The main objects of Ikaunieks’ scientific investigations were red giants, and particularly carbon stars. He defended (1951) his thesis Kinematics and spatial distribution of carbon stars (Пространственное распределение и кинематика углеродных звёзд) at the P. K. Sternberg State Astronomical Institute of the M. V. Lomonosov Moscow State University (MSU), supervisor MSU prof. P. Parenago, and as the very first LAS astronomer received a scientific degree – Cand. of Phys&Math Sciences. Just there in Moscow, on 3 April 1969, Ikaunieks defended his doctoral thesis «Исследование звёзд красных гигантов» (Investigations of the stars – red giants). His monograph «Углеродные звёзды» (rus., 1971, coauthor Z. Alksne) translated in the USA (Carbon Stars. Z. K. Alksne and Ya. Ya. Ikaunieks; translated and edited by John H. Baumert. – Tucson, Arizona: Pachart Publishing House, 1981. – 182 p.).

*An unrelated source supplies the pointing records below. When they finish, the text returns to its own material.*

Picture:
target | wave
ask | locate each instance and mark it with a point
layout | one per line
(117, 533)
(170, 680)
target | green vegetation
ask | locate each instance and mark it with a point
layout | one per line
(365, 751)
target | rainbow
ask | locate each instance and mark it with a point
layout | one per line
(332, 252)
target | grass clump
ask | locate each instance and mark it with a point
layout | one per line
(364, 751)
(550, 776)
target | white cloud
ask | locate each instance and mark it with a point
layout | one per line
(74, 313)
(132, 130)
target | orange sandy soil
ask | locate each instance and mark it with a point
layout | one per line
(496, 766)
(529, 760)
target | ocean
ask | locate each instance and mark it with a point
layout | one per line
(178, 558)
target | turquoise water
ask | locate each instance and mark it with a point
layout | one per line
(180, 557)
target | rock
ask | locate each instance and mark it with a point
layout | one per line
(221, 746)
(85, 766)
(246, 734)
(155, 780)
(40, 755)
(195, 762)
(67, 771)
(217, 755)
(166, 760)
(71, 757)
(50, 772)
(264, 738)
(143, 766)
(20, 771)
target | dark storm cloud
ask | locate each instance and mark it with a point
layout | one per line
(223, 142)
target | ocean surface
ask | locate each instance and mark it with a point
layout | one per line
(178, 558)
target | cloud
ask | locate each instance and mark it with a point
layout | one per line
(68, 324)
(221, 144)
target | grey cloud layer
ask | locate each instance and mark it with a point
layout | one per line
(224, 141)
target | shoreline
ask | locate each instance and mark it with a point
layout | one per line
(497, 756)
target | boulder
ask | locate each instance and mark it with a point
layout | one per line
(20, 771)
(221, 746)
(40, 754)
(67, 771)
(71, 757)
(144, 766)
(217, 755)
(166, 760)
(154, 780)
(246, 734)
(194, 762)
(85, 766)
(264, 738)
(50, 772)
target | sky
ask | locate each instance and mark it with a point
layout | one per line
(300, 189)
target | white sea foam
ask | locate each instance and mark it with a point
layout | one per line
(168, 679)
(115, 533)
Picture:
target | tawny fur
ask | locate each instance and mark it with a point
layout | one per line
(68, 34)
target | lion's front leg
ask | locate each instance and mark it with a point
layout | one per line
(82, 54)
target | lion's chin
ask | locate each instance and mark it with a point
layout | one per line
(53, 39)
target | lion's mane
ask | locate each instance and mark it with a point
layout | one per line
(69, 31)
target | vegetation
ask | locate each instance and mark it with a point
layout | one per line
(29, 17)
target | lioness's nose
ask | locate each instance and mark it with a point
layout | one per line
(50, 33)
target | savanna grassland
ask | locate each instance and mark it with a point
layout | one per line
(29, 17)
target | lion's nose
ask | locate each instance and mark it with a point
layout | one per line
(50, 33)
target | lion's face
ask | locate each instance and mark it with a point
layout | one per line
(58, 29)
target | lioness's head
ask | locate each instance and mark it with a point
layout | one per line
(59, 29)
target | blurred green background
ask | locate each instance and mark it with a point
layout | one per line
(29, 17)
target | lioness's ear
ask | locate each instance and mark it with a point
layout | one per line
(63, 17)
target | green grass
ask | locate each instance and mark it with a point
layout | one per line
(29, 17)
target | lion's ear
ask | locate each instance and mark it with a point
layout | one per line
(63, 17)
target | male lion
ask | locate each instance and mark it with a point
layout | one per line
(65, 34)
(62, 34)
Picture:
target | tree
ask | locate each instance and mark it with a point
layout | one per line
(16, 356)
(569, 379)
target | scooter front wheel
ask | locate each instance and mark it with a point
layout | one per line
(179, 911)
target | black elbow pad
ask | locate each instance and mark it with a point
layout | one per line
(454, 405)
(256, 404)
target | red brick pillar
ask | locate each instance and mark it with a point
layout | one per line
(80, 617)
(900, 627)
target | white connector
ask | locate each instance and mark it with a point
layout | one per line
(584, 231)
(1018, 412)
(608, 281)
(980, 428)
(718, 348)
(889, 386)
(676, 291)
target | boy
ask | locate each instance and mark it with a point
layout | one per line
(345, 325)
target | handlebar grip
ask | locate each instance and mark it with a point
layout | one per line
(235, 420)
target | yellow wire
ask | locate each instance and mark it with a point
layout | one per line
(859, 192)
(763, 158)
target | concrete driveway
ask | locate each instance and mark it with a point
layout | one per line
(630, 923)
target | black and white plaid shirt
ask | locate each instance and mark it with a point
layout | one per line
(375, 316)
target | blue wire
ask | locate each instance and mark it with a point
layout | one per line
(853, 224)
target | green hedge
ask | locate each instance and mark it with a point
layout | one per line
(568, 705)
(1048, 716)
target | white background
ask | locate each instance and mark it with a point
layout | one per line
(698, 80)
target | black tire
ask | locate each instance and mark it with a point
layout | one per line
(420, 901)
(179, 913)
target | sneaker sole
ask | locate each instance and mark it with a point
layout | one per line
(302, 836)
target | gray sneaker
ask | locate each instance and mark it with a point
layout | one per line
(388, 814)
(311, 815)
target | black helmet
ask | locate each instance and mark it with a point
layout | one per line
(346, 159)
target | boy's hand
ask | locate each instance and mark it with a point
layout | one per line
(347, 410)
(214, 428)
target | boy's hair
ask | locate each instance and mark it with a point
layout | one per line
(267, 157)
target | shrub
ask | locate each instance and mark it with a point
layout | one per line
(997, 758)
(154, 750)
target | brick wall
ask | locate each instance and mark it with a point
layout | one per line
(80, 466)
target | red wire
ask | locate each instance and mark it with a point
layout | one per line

He died in 1969, and was laid to rest on the territory of Baldone Observatory.

== The Starry Sky ==

He was the initiator and also editor-in-chief of the Astronomical Calendar (in Latvian) and the popular science quarterly The Starry Sky (Zvaigžņotā debess).

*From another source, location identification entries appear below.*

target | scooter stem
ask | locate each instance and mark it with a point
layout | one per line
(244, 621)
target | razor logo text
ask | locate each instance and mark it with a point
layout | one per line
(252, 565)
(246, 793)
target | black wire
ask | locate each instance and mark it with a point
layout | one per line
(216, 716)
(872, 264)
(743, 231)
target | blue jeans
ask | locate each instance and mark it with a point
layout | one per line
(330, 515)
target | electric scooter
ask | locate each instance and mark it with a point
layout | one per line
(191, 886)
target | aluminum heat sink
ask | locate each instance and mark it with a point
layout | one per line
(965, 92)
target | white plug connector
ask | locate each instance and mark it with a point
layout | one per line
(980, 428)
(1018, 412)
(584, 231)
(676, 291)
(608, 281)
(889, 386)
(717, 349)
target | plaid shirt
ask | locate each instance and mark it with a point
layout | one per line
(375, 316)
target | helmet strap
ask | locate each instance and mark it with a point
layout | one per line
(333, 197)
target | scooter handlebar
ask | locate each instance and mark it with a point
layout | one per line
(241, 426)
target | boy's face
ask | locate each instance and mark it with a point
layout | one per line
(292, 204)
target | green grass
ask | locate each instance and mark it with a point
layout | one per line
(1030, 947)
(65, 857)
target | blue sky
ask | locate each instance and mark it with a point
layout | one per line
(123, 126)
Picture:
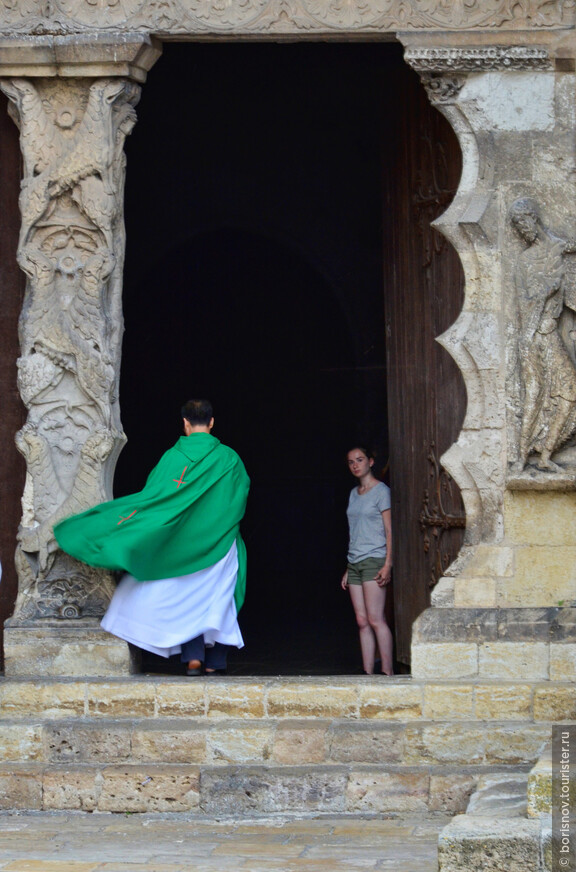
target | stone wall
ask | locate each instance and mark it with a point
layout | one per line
(504, 76)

== Baldone Astrophysical Observatory ==

Ikaunieks was instrumental in founding the Baldone Observatory (069, Baldones observatorija), located approximately 5 kilometers from the town of Baldone in Riekstukalns, southwest of Riga. In 1958 he became its first director until his death in 1969. It belongs to the Latvian Academy of Sciences (LAS) and is often referred to as Astrophysical Observatory of the Institute of Astronomy, University of Latvia (Latvijas Universitātes Astronomijas institūta Astrofizikas observatorija).

The asteroid 274084 Baldone, discovered by Kazimieras Černis and Ilgmars Eglitis was named for the town of Baldone and its nearby observatory.

== Awards and honors ==
- In 1967, Ikaunieks was awarded the Order of Lenin, the highest decoration bestowed by the Soviet Union, for outstanding merits and intense work in popularization of scientific achievements.
- Asteroid 284984 Ikaunieks, discovered by Latvian astronomers Kazimieras Černis and Ilgmārs Eglītis at Baldone Observatory in 2010, was named in his memory. The official was published by the Minor Planet Center on 7 February 2012 (M.P.C. 78272).
- IYA2009 commemorative Latvia stamp valued at Ls 0.50 features a portrait of Ikaunieks, Schmidt telescope, and galaxy M31.